Now try something. Download your actual bank statement as a CSV. Point sum.py at the amount column. Watch what happens when real-world data, with commas inside merchant names, dollar signs in amounts, and header rows that aren't numbers: hits a script that expects clean numbers, one per line.

Flashcards Study Aid


Try With AI

Prompt 1: Discover Edge Cases

What edge cases might break a script that sums numbers from stdin?
Think about unusual inputs: empty files, non-numeric lines, very
large numbers, special characters. List cases I should test.

What you're learning: Getting the agent to surface failure modes you haven't considered. You ask for a list, not an answer. The agent contributes technical knowledge (dollar signs break float(), Unicode crashes, overflow is real). You contribute domain knowledge (which of these actually exist in your bank data). Between you, the test plan is more thorough than either could produce alone.
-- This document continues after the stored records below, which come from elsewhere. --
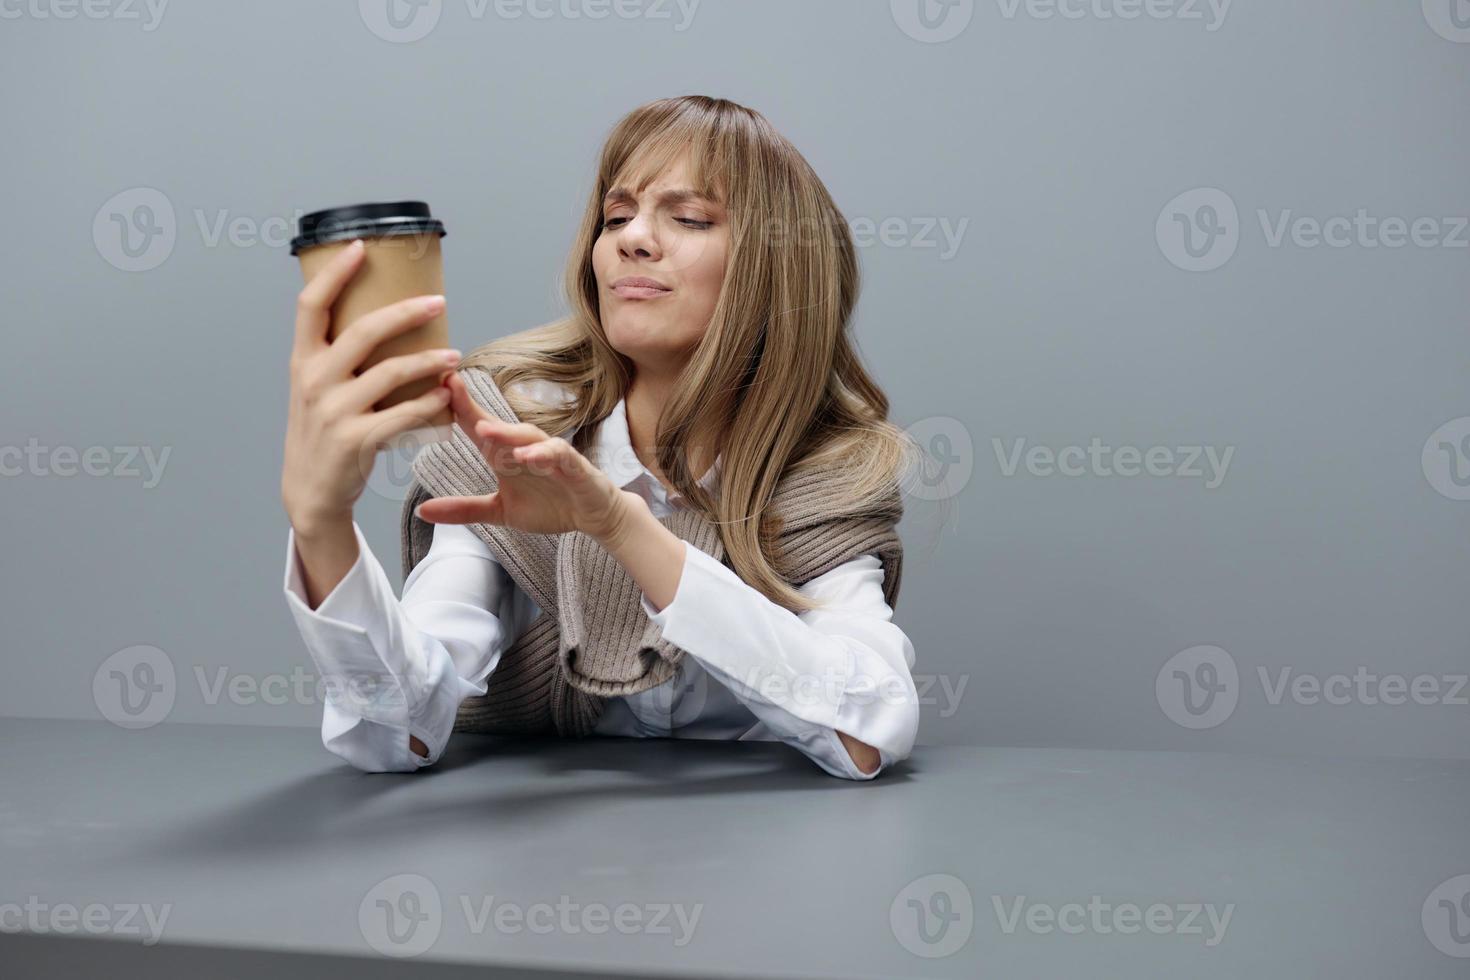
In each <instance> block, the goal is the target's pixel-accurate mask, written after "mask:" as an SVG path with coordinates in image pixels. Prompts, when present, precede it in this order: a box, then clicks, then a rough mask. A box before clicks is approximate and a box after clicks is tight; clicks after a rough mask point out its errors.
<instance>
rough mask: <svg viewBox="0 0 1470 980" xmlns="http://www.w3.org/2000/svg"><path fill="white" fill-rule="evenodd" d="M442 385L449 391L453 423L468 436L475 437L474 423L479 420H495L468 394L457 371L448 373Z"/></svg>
mask: <svg viewBox="0 0 1470 980" xmlns="http://www.w3.org/2000/svg"><path fill="white" fill-rule="evenodd" d="M444 385H445V386H447V388H448V389H450V408H451V410H453V411H454V422H457V423H459V428H462V429H465V432H466V433H469V435H470V436H473V435H475V423H476V422H479V420H481V419H490V420H494V419H495V416H492V414H490V413H488V411H485V408H484V407H481V404H479V403H478V401H475V398H473V397H472V395H470V394H469V388H466V386H465V379H463V378H462V376H460V373H459V372H457V370H456V372H450V373H448V376H447V378H445V379H444Z"/></svg>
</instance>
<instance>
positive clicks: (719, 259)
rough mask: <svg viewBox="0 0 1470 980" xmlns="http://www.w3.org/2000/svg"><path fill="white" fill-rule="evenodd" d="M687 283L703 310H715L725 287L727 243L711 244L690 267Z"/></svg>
mask: <svg viewBox="0 0 1470 980" xmlns="http://www.w3.org/2000/svg"><path fill="white" fill-rule="evenodd" d="M685 281H686V282H688V284H689V289H691V292H692V294H694V295H692V297H691V298H692V300H695V301H697V303H698V306H700V307H701V309H709V310H713V309H714V304H716V303H717V301H719V298H720V287H722V285H725V242H709V245H707V247H706V248H703V250H701V251H700V256H698V259H697V260H695V262H694V263H692V264H691V266H689V267H688V270H686V273H685Z"/></svg>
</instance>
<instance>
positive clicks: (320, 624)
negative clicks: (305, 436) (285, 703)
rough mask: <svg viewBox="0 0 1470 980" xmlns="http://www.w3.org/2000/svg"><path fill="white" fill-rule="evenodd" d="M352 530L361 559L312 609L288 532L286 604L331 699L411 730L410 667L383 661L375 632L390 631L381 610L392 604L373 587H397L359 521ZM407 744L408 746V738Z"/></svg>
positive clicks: (354, 526) (287, 545) (405, 748)
mask: <svg viewBox="0 0 1470 980" xmlns="http://www.w3.org/2000/svg"><path fill="white" fill-rule="evenodd" d="M353 533H354V535H356V536H357V561H354V563H353V567H351V569H350V570H348V572H347V574H345V576H343V580H341V582H338V583H337V586H335V588H334V589H332V591H331V594H328V597H326V598H325V599H323V601H322V604H320V605H319V607H318V608H315V610H313V608H312V607H310V605H309V604H307V592H306V583H304V580H303V574H301V560H300V554H298V552H297V545H295V529H294V527H293V529H291V530H290V532H288V535H287V569H285V580H284V591H285V598H287V605H288V607H290V610H291V616H293V619H294V620H295V624H297V629H298V630H300V632H301V638H303V641H304V642H306V648H307V652H309V654H310V655H312V660H313V661H315V663H316V667H318V670H319V671H320V676H322V677H320V679H322V685H323V689H325V691H323V693H325V698H326V701H329V702H331V704H334V705H337V707H338V708H340V710H341V711H343V713H344V714H347V716H356V717H360V718H366V720H369V721H376V723H379V724H387V726H392V727H398V729H406V727H407V723H409V698H407V693H406V688H404V682H406V680H409V679H407V677H406V676H404V670H406V669H404V667H403V666H398V667H397V669H395V667H394V666H392V664H387V663H384V658H382V655H381V652H379V651H382V649H385V646H384V645H382V644H381V642H376V641H375V633H378V635H379V636H381V635H382V633H384V632H387V626H385V624H384V623H379V621H378V620H381V619H382V616H384V613H382V610H384V608H391V604H390V605H382V607H375V605H373V601H372V592H373V591H375V589H388V592H390V594H391V592H392V586H391V585H390V583H388V582H387V576H385V574H384V573H382V567H381V566H379V564H378V561H376V560H375V558H373V557H372V551H370V548H369V547H368V541H366V539H365V538H363V533H362V529H360V527H359V526H357V522H353ZM375 573H376V574H375ZM404 743H406V745H407V738H404ZM404 751H407V748H404Z"/></svg>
Prompt 2: Automate Verification

I have 5 test cases for sum.py. Help me write a simple bash script
that runs all tests and reports which passed and which failed. Each
test should compare actual output to expected output.

What you're learning: Test automation. Instead of manually running tests one at a time, you build a script that runs them all and reports results. This is how professionals keep code correct over time.

Prompt 3: Debug a Failure

My sum.py gives wrong output on this test:
- Input: 10, 60, 30
- Expected: 100
- Actual: 40

The script works fine on other inputs. Exit code is 0.
Help me find the bug. What could cause 60 to be skipped?

What you're learning: Collaborative debugging. You bring the evidence (expected: 100, actual: 40, exit code: 0). The agent brings mechanism knowledge (line[0] checks, digit ranges, why high-digit numbers get dropped). Neither can debug without the other: you needed to observe that 60 was skipped; the agent needed to know what code patterns produce that symptom.